Before you decide on a reunion location, take a good look at the place. Ask for the grand tour and take notes. Keep track of all the information you gather on your location tours. Check out the facilities thoroughly.
- Is everything clean, or does it smell fresh?
- Is there a kitchen that you can use, and does the facility supply small appliances, such as coffee makers? Is there a fee for using these appliances?
- Where are the restrooms?
- Does the site have any recreational facilities?
- Is there access for disabled folks?
- Does the site allow for the serving of alcohol?
- What about insurance?
- Is adequate parking available?
Reserving a spot at any public place, whether it’s a park, campground, or hall, requires reservations up to a year in advance — or sometimes longer, if the spot is popular. No matter what site you choose, be sure to ask about the reservation requirements. Start with the following questions:
- How far in advance do I need to make reservations?
- What is the fee?
- Do you require a security deposit? How much is it?
- What is your cancellation policy?
Always start your planning early! Eighteen months is the minimum for a large reunion; a year in advance is average. But if you’re a procrastinator, give yourself at least six months for planning and reserving the location. If you wait any longer than that, you’re pushing the limits.
You want to have a variety of activities at your reunion so folks can get to know new faces as well as mingle with people they haven’t seen in years. When selecting a location, check to see what types of activities are available because you may want to add them to your activities list. For example, some indoor facilities offer swimming pools, shuffleboard areas, volleyball courts, billiards, and other nifty activities.

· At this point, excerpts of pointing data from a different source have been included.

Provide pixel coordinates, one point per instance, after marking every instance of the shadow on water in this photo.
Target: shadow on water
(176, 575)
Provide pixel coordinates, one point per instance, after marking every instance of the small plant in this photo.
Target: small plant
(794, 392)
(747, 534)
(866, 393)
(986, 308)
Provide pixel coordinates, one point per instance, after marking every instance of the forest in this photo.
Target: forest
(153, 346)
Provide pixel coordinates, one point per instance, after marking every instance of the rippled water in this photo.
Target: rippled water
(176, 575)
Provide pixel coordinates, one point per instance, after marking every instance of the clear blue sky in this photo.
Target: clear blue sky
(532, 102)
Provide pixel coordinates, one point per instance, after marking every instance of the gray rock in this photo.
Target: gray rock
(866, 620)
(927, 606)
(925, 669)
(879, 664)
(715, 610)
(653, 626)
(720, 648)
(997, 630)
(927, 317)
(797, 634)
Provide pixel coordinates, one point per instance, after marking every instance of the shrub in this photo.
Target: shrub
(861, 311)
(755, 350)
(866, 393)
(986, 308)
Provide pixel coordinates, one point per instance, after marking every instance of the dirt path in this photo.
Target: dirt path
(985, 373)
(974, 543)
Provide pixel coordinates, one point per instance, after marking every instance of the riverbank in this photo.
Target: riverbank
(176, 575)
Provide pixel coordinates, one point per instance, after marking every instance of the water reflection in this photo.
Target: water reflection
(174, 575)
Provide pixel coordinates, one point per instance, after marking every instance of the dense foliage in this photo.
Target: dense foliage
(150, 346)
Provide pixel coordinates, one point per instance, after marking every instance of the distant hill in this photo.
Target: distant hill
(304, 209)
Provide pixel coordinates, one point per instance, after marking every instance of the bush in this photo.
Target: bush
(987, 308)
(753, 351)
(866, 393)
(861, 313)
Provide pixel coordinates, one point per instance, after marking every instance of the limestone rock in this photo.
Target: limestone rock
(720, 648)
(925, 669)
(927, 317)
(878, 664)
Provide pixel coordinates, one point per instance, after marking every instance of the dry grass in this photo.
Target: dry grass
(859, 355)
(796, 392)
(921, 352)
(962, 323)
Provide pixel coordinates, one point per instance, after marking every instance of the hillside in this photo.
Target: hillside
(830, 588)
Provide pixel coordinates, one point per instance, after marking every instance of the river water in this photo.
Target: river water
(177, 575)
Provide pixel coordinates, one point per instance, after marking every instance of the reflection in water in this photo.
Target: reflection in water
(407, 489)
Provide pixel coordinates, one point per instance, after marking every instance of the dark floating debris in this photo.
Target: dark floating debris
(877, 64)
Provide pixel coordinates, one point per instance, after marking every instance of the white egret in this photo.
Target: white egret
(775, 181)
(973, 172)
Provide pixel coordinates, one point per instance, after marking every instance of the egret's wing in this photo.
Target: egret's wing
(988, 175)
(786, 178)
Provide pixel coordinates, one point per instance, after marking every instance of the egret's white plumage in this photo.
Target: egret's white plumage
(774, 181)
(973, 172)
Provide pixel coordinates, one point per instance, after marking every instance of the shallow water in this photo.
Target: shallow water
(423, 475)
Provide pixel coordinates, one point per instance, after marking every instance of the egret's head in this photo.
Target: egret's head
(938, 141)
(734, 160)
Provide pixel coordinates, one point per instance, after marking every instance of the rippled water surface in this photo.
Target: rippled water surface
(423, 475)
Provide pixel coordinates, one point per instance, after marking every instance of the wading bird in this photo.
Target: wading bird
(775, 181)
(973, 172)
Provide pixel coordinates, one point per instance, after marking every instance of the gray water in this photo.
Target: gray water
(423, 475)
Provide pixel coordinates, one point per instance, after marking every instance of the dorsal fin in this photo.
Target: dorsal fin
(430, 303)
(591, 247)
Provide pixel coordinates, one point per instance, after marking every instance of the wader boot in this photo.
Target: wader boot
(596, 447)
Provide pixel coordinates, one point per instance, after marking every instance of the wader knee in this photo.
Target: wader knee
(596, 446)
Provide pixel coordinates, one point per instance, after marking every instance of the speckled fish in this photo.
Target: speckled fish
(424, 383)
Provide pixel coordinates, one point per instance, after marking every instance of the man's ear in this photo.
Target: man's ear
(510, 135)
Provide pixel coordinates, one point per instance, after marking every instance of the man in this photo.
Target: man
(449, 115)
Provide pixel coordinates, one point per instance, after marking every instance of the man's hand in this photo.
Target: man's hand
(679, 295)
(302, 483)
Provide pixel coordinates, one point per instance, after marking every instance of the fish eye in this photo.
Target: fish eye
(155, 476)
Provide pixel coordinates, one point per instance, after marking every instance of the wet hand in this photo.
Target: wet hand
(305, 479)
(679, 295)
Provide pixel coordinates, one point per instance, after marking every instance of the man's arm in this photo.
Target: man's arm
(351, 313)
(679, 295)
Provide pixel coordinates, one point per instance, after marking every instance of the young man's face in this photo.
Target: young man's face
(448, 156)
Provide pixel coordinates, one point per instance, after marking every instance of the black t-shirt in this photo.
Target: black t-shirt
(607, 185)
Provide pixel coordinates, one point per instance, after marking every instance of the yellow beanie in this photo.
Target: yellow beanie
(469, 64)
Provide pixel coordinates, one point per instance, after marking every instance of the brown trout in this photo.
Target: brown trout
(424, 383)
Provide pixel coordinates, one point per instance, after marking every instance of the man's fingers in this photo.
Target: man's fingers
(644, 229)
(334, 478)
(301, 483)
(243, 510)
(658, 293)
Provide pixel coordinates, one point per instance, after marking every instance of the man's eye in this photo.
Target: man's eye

Likewise, outdoor sites may feature tennis and basketball courts or areas for rousing games of softball or touch football. Beachside reunions can easily accommodate sandcastle contests, beach volleyball, and other beach games.
If you or a family member has a backyard with a swimming pool, consider having a pool-party reunion. Make sure that the backyard can accommodate the crowd. Most pools (except the blow-up, kiddie variety) take up a lot of space, leaving little room for people and barbecue equipment.
If you select a beachside location or a site with a pool, appoint a lifeguard to ensure everyone’s safety. Family members will be busy reuniting and can be distracted very easily when they are supposed to be watching whoever is in the water.
The bottom line is that if you plan to have lots of activities for everyone, you can select just about any spot for your reunion. But if your list of activities is a little slim, be sure to choose a site that offers a wide range of things to do.
f you can get all this planning done early, it will make putting on such an event so much easier!